A plume of tropical downpours will continue to drench areas from the Florida Keys to the southern part of the Florida Peninsula and the northern part of the Bahamas into the weekend.
The swath of tropical moisture has persisted in the wake of Tropical Storm Colin. The region is receiving more downpours in the wake of Colin, compared to when the system passed across the northern part of the peninsula on Monday.
Enough rain can fall in a short period of time to bring urban and low-lying area flooding.
The Florida downpours will focus in the vicinity of Miami, Fort Lauderdale, Fort Pierce, Fort Myers and Naples but can extend as far to the north as Tampa, Orlando and Melbourne and perhaps as far to the south as Key West.
A couple of downpours can occur as far to the east as Freeport and Nassau, Bahamas.
A couple of the strongest storms could bring highly localized severe weather, including strong wind gusts and a waterspout.
As a result, bathers, boaters and commuters should keep an eye out for rapidly changing weather conditions into the weekend.
Many portions of southern Florida are in need of rain. A number of locations have a rainfall deficit of 4-6 inches or 40-60 percent of normal since early March.
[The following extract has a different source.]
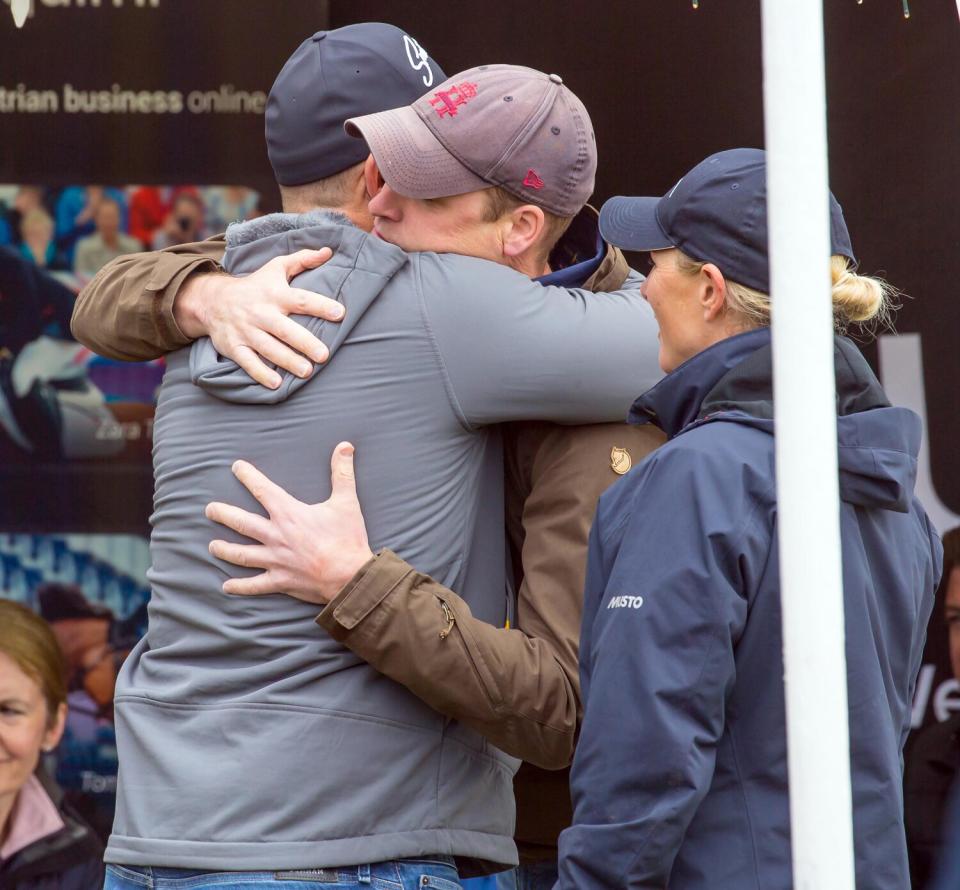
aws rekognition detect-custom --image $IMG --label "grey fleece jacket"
[106,214,660,871]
There is the potential for some locations to wipe out that deficit into Sunday. Rainfall of 3-6 inches could occur in part of the southern half of the Florida Peninsula over the next few days. It is possible that a couple of locations receive the bulk of this rainfall in a single downpour.
In terms of tropical development, the chance of a weak system evolving somewhere along the plume of moisture is low, but not impossible.
It is not uncommon for a tropical system to develop along an old frontal zone early in the season. Waters are warm enough to support another tropical system.
However, there is a major inhibiting factor in place.
"High wind shear extends from the central Gulf of Mexico across Florida to Bermuda and in to the northern Atlantic," according to AccuWeather Senior Meteorologist Bob Smerbeck.
The changing of the speed and direction of winds at different layers of the atmosphere is wind shear. When this difference is great, it can interfere with tropical storm formation and intensity.
"Any weak system that develops along the front, crosses Florida and moves into the southwestern part of the Atlantic Ocean will encounter this disruptive, strong wind shear," Smerbeck said.
Elsewhere, conditions are likely to remain quiet in terms of tropical development across the rest of the Atlantic basin through next week and perhaps well into the summer.
North of the tropical downpours, a sweltering heat wave from the Great Plains will build across the interior South, replacing the cool air and low humidity into this weekend.